There is a vast difference between newly developed drugs which show potential but are not yet through the FDA process to be approved and "woo". And even if there weren't, da fuck do you care? A patient is dying, there are no treatment options for them, and you wanna tell em they can't try whatever the hell they want to try?

Archae

(46,327 posts)
3. Because woo will be advocated for.
Sun May 18, 2014, 06:05 PM
May 2014

It's inevitable.

The movie "Dallas Buyers Club" is anti-real science and pro-woo.
It's also like so many other Hollywood productions, 95% bullshit.
http://www.senseaboutscience.org/blog.php/84/dallas-buyers-club-and-the-myths-of-aids-activism

There is a real reason our FDA has an approval process.

Want a return to the days when the makers of thalidomide pressured politicians to lean on the FDA?

How about letting cancer patients buy all the laetrile they want?

Warpy

(111,256 posts)
6. Oh, that old slippery slope
Sun May 18, 2014, 06:38 PM
May 2014

In the latter 80s in Boston, drug companies were quietly giving us HIV drugs that hadn't been completely through the pipeline because without them, a patient's life expectancy was measured in hours. By the time 1990 rolled around, we'd gotten it up to months on things identified only as a series of numbers and letters. Now it's years and drugs are back to the normal pipeline.

Woo wasn't part of it then and it won't be part of it now, although no law out there says that dying patients can't try rubbish in the hope of hitting the placebo effect for a while.

I'd suggest people put slippery slopism on the shelf where the other fallacies reside.

Liberal Veteran

(22,239 posts)
2. I don't know that I would classify that as "woo" so much as "risky".
Sun May 18, 2014, 06:00 PM
May 2014

Experimental drugs, while still under development, may or may not help and may even harm, but at the very least there is some science going on in the process.

Let's keep in mind, AZT was an "experimental drug" in 1964 and turned out be very helpful when HIV came along a decade or so later. It didn't work against cancer as it was designed to do, but did become our first NRTI.

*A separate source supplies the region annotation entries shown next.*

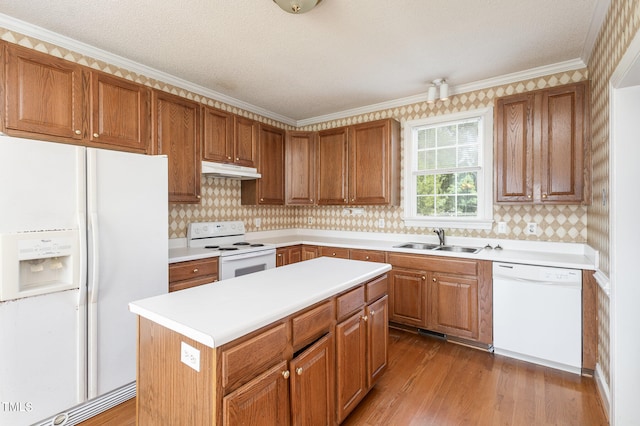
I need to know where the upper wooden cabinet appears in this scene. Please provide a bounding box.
[3,44,151,153]
[316,119,400,205]
[153,90,201,203]
[202,107,258,167]
[3,43,83,141]
[241,124,285,205]
[316,127,349,204]
[349,120,400,205]
[285,132,318,205]
[495,82,591,204]
[85,71,151,153]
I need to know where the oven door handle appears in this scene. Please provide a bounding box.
[220,249,276,263]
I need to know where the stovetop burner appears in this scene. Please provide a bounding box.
[187,221,275,256]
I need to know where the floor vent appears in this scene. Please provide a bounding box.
[35,382,136,426]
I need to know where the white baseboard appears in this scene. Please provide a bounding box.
[593,364,611,422]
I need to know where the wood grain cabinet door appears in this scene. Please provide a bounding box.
[494,94,534,202]
[540,84,586,203]
[5,44,83,139]
[365,296,389,388]
[290,333,335,426]
[85,71,151,153]
[336,308,367,423]
[389,268,427,327]
[285,132,317,205]
[222,361,290,426]
[316,127,349,205]
[233,115,259,167]
[202,107,233,163]
[428,272,478,339]
[349,120,400,205]
[153,91,202,204]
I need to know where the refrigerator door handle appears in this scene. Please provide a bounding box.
[87,149,100,399]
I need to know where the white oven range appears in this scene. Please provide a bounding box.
[187,221,276,280]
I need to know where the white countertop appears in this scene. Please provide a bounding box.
[169,229,598,270]
[129,257,391,348]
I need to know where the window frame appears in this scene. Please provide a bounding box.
[402,107,493,229]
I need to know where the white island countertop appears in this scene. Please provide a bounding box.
[129,257,391,348]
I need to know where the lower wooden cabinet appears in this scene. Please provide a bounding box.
[389,268,427,327]
[222,361,290,426]
[276,245,302,267]
[169,257,218,292]
[388,253,493,345]
[288,333,335,425]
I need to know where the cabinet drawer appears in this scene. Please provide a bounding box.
[221,321,290,393]
[320,247,349,259]
[336,286,364,321]
[169,257,218,282]
[291,300,335,351]
[389,253,478,276]
[365,274,389,303]
[351,249,385,263]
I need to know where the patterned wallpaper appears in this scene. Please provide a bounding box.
[169,69,588,243]
[587,0,640,392]
[0,5,628,396]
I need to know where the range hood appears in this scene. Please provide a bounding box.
[202,161,262,180]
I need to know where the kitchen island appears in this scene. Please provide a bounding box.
[129,257,391,425]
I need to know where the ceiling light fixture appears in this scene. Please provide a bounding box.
[273,0,322,13]
[427,78,449,104]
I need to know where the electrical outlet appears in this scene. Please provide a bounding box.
[524,222,538,235]
[180,342,200,372]
[498,222,507,234]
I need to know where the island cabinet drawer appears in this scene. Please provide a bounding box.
[364,274,389,303]
[350,249,386,263]
[388,253,478,276]
[336,285,364,322]
[291,300,336,351]
[169,257,218,282]
[220,321,291,394]
[320,247,349,259]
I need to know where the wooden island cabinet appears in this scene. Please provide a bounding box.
[388,253,493,345]
[130,257,390,426]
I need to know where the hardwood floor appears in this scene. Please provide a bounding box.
[81,329,609,426]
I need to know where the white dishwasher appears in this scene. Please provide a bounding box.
[493,262,582,374]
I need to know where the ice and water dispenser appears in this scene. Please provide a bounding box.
[0,230,80,301]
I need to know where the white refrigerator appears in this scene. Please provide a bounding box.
[0,136,168,425]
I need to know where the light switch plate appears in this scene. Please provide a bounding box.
[180,342,200,372]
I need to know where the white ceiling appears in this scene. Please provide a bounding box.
[0,0,609,125]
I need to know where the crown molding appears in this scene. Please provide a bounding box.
[0,13,586,127]
[296,58,586,127]
[0,13,296,126]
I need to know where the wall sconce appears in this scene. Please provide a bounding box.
[427,78,449,104]
[273,0,322,13]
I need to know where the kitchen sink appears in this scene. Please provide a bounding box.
[434,246,482,254]
[393,243,440,250]
[393,243,482,254]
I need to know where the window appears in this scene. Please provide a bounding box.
[404,108,493,229]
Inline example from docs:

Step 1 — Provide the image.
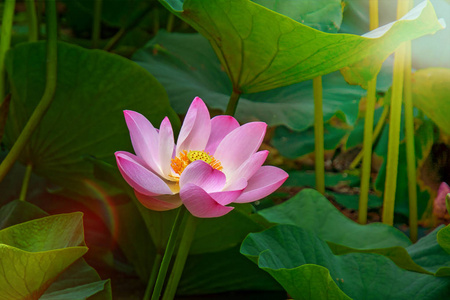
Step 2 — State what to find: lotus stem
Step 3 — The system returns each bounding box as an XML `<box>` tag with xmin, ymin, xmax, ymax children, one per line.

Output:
<box><xmin>162</xmin><ymin>213</ymin><xmax>198</xmax><ymax>300</ymax></box>
<box><xmin>150</xmin><ymin>205</ymin><xmax>186</xmax><ymax>300</ymax></box>
<box><xmin>358</xmin><ymin>77</ymin><xmax>377</xmax><ymax>224</ymax></box>
<box><xmin>166</xmin><ymin>12</ymin><xmax>175</xmax><ymax>32</ymax></box>
<box><xmin>403</xmin><ymin>42</ymin><xmax>417</xmax><ymax>242</ymax></box>
<box><xmin>92</xmin><ymin>0</ymin><xmax>103</xmax><ymax>49</ymax></box>
<box><xmin>382</xmin><ymin>0</ymin><xmax>409</xmax><ymax>225</ymax></box>
<box><xmin>19</xmin><ymin>163</ymin><xmax>33</xmax><ymax>201</ymax></box>
<box><xmin>144</xmin><ymin>252</ymin><xmax>162</xmax><ymax>299</ymax></box>
<box><xmin>25</xmin><ymin>0</ymin><xmax>38</xmax><ymax>42</ymax></box>
<box><xmin>313</xmin><ymin>76</ymin><xmax>325</xmax><ymax>194</ymax></box>
<box><xmin>0</xmin><ymin>0</ymin><xmax>16</xmax><ymax>104</ymax></box>
<box><xmin>225</xmin><ymin>89</ymin><xmax>241</xmax><ymax>116</ymax></box>
<box><xmin>348</xmin><ymin>105</ymin><xmax>389</xmax><ymax>170</ymax></box>
<box><xmin>0</xmin><ymin>0</ymin><xmax>58</xmax><ymax>182</ymax></box>
<box><xmin>358</xmin><ymin>0</ymin><xmax>378</xmax><ymax>224</ymax></box>
<box><xmin>403</xmin><ymin>0</ymin><xmax>418</xmax><ymax>242</ymax></box>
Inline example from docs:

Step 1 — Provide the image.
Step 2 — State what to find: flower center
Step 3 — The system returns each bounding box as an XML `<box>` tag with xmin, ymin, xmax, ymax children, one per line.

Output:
<box><xmin>170</xmin><ymin>150</ymin><xmax>223</xmax><ymax>179</ymax></box>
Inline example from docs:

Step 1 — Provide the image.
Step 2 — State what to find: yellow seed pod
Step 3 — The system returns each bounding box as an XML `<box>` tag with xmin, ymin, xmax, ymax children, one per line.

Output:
<box><xmin>188</xmin><ymin>151</ymin><xmax>212</xmax><ymax>164</ymax></box>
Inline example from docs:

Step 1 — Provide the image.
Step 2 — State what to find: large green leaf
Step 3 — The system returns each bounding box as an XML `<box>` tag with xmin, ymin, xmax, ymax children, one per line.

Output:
<box><xmin>5</xmin><ymin>42</ymin><xmax>179</xmax><ymax>196</ymax></box>
<box><xmin>190</xmin><ymin>204</ymin><xmax>266</xmax><ymax>254</ymax></box>
<box><xmin>0</xmin><ymin>213</ymin><xmax>87</xmax><ymax>300</ymax></box>
<box><xmin>437</xmin><ymin>225</ymin><xmax>450</xmax><ymax>254</ymax></box>
<box><xmin>341</xmin><ymin>0</ymin><xmax>450</xmax><ymax>69</ymax></box>
<box><xmin>0</xmin><ymin>200</ymin><xmax>111</xmax><ymax>300</ymax></box>
<box><xmin>160</xmin><ymin>0</ymin><xmax>442</xmax><ymax>93</ymax></box>
<box><xmin>252</xmin><ymin>0</ymin><xmax>342</xmax><ymax>32</ymax></box>
<box><xmin>177</xmin><ymin>247</ymin><xmax>282</xmax><ymax>299</ymax></box>
<box><xmin>411</xmin><ymin>68</ymin><xmax>450</xmax><ymax>134</ymax></box>
<box><xmin>258</xmin><ymin>189</ymin><xmax>411</xmax><ymax>249</ymax></box>
<box><xmin>133</xmin><ymin>31</ymin><xmax>366</xmax><ymax>130</ymax></box>
<box><xmin>0</xmin><ymin>200</ymin><xmax>48</xmax><ymax>229</ymax></box>
<box><xmin>241</xmin><ymin>225</ymin><xmax>450</xmax><ymax>300</ymax></box>
<box><xmin>39</xmin><ymin>258</ymin><xmax>112</xmax><ymax>300</ymax></box>
<box><xmin>259</xmin><ymin>190</ymin><xmax>450</xmax><ymax>276</ymax></box>
<box><xmin>406</xmin><ymin>226</ymin><xmax>450</xmax><ymax>276</ymax></box>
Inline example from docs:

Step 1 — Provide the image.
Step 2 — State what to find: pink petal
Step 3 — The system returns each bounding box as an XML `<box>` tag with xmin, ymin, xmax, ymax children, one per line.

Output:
<box><xmin>209</xmin><ymin>185</ymin><xmax>247</xmax><ymax>205</ymax></box>
<box><xmin>134</xmin><ymin>191</ymin><xmax>183</xmax><ymax>211</ymax></box>
<box><xmin>123</xmin><ymin>110</ymin><xmax>159</xmax><ymax>172</ymax></box>
<box><xmin>227</xmin><ymin>150</ymin><xmax>269</xmax><ymax>184</ymax></box>
<box><xmin>223</xmin><ymin>178</ymin><xmax>248</xmax><ymax>191</ymax></box>
<box><xmin>214</xmin><ymin>122</ymin><xmax>267</xmax><ymax>175</ymax></box>
<box><xmin>180</xmin><ymin>160</ymin><xmax>227</xmax><ymax>193</ymax></box>
<box><xmin>159</xmin><ymin>117</ymin><xmax>175</xmax><ymax>179</ymax></box>
<box><xmin>115</xmin><ymin>151</ymin><xmax>173</xmax><ymax>196</ymax></box>
<box><xmin>433</xmin><ymin>182</ymin><xmax>450</xmax><ymax>218</ymax></box>
<box><xmin>205</xmin><ymin>115</ymin><xmax>239</xmax><ymax>155</ymax></box>
<box><xmin>176</xmin><ymin>97</ymin><xmax>211</xmax><ymax>154</ymax></box>
<box><xmin>180</xmin><ymin>183</ymin><xmax>234</xmax><ymax>218</ymax></box>
<box><xmin>235</xmin><ymin>166</ymin><xmax>289</xmax><ymax>203</ymax></box>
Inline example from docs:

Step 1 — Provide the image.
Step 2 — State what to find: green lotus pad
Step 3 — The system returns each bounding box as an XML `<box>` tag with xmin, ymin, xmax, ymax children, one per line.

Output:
<box><xmin>241</xmin><ymin>225</ymin><xmax>450</xmax><ymax>300</ymax></box>
<box><xmin>160</xmin><ymin>0</ymin><xmax>444</xmax><ymax>93</ymax></box>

This is a lot closer to "early access" than "woo". Risky as hell, but for people who are dying, the risk may be worth taking.

 

NuclearDem

(16,184 posts)
7. That's what I was thinking.
Sun May 18, 2014, 06:43 PM
May 2014

Pharmaceuticals aren't woo, but it's still dangerous to use untested drugs.

If we were talking about bee sting therapy or Carnivora, then yes, that'd be woo.

 

Adrahil

(13,340 posts)
8. Ya know what? If I'm terminal, I might as well try woo.
Sun May 18, 2014, 10:48 PM
May 2014

I'm against woo in general, but if someone's dying? Let 'em do what they want.